“Which part?”
“About his being a fakir. Here’s my theory: that hocus-pocus on the roof at midnight was for the purpose of impressing Vaughan. No doubt he believed it a real spiritual manifestation, whereas it was only a clever bit of jugglery. Now that Vaughan is dead, that particular bit of jugglery will cease until there is some new victim to impress. In fact, it has ceased already. There was no star last night.”
“But you know why,” I pointed out. “The yogi spent the night in contemplation. We can bear witness to that.”
“We can’t bear witness to when he started in,” said Godfrey, drily. “We didn’t see him till after half-past twelve. However, accepting his explanation, there would be no reason for omitting the phenomenon to-night, if it’s a genuine one.”
“No,” I agreed.
“And if it is omitted,” Godfrey went on, “it will be pretty conclusive evidence that it isn’t genuine. Although,” he went on hurriedly, “I don’t need any proof of that—anything else would be unbelievable.” He glanced at his watch. “It’s ten minutes to twelve,” he said. “Come along.”
I followed him out of the house and through the grove with very mixed sensations. If the star didn’t fall, it would tend to prove that it was, as Godfrey had said, merely a fake arranged to impress a credulous old man; but suppose it did fall! That was a part of the test concerning which Godfrey had said nothing. Suppose it did fall! What then?

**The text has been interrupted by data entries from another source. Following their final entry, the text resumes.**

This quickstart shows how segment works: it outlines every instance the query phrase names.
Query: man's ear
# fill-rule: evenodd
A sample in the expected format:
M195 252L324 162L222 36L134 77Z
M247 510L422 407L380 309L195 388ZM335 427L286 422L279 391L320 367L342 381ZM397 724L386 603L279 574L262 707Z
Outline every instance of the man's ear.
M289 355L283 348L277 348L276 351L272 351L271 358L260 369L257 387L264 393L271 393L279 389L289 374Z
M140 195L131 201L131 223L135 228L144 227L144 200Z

So it was in silence that I followed Godfrey up the ladder and took my place on the limb. But Godfrey seemed to have no uneasiness.
“We won’t have long to wait,” he said. “We’ll wait till five minutes after twelve, just to make sure. It must be twelve now. I wish I could persuade that fellow to show me how the fake was worked, for it was certainly a good one—one of the best....”

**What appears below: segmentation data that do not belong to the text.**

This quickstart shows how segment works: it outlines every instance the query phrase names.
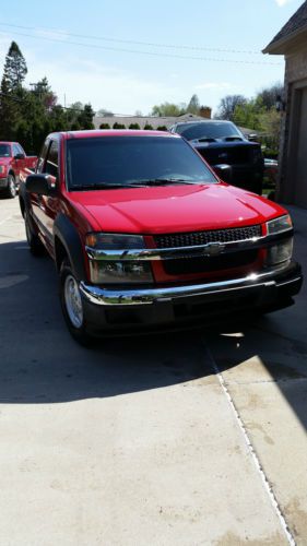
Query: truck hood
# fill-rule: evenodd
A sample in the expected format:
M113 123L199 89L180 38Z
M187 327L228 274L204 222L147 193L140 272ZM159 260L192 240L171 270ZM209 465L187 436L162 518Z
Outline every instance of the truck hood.
M93 230L163 234L260 224L285 214L275 203L225 183L71 192Z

He stopped abruptly, staring out into the darkness. I was staring, too, for there, against the sky, a light began to glow and brighten. It hung for a moment motionless, and then began slowly to descend, steadily, deliberately, as of set purpose. Lower and lower it sank, in a straight line, hovered for an instant, and burst into a million sparks.

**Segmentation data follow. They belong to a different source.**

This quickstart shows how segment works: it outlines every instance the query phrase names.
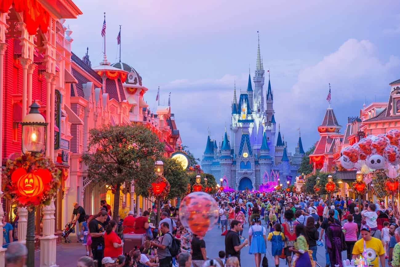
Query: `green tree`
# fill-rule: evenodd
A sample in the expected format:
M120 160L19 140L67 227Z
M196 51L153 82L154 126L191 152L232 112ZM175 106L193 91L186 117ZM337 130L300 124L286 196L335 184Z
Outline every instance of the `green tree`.
M200 161L200 159L198 158L195 158L194 155L192 154L192 152L189 151L188 149L189 147L187 146L182 146L182 150L186 153L188 157L189 158L189 166L188 167L192 166L192 167L194 167L196 165L198 164L198 163Z
M297 171L299 173L301 174L304 173L304 175L307 175L311 173L314 171L312 163L310 163L310 158L308 157L308 156L312 154L314 149L315 149L315 146L313 146L306 152L305 155L302 159L301 162L300 163L300 167Z
M182 197L187 190L187 185L190 182L186 170L182 169L182 165L175 159L164 158L164 176L170 183L170 189L168 199Z
M190 173L188 175L189 180L190 181L190 185L192 186L192 188L193 188L193 186L196 183L196 176L197 175L197 173ZM203 187L206 186L211 187L212 189L212 190L211 191L210 193L213 194L215 193L217 191L217 182L215 180L215 177L211 173L200 173L200 176L201 177L201 180L200 182L200 184L203 186ZM204 177L207 178L207 185L206 185L206 182L204 181Z
M94 182L114 187L114 219L118 216L121 185L134 179L137 195L136 190L143 189L143 184L155 178L154 160L164 148L157 136L141 124L106 125L90 130L88 152L82 155L82 161Z

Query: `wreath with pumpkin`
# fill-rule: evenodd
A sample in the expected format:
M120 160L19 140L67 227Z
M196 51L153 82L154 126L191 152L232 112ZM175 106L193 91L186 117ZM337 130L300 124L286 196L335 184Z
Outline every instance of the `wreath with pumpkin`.
M6 199L20 207L49 205L61 185L61 175L49 159L27 153L7 162L2 189Z
M360 195L365 195L367 193L367 184L364 181L353 183L351 188L353 192Z
M155 197L164 199L170 193L170 185L165 177L158 177L148 189L149 195Z

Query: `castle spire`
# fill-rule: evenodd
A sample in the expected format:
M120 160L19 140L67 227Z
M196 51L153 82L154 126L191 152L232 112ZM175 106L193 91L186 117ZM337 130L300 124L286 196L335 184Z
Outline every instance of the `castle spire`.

In the flare of light, a white-robed figure stood, gazing upwards, its arms strained toward the sky.
As we went silently down the ladder, a moment later, it seemed to me that I could hear Godfrey’s theory crashing about his ears.
CHAPTER XIII
FRANCISCO SILVA
It was not quite ten o’clock when Godfrey and I turned in at the gates of Elmhurst, next morning, and made our way up the drive to the house, but in the library we found a considerable company already assembled. Goldberger was there, with Freylinghuisen his physician, his clerk, his stenographer, and the men who were to constitute the jury; Simmonds was there, and with him was an alert little man in glasses, who, Godfrey told me in an aside, was Sylvester, the head of the Identification Bureau, and the greatest expert on finger-prints in America. The district attorney had sent up an assistant, also with a stenographer, and altogether the room was decidedly crowded.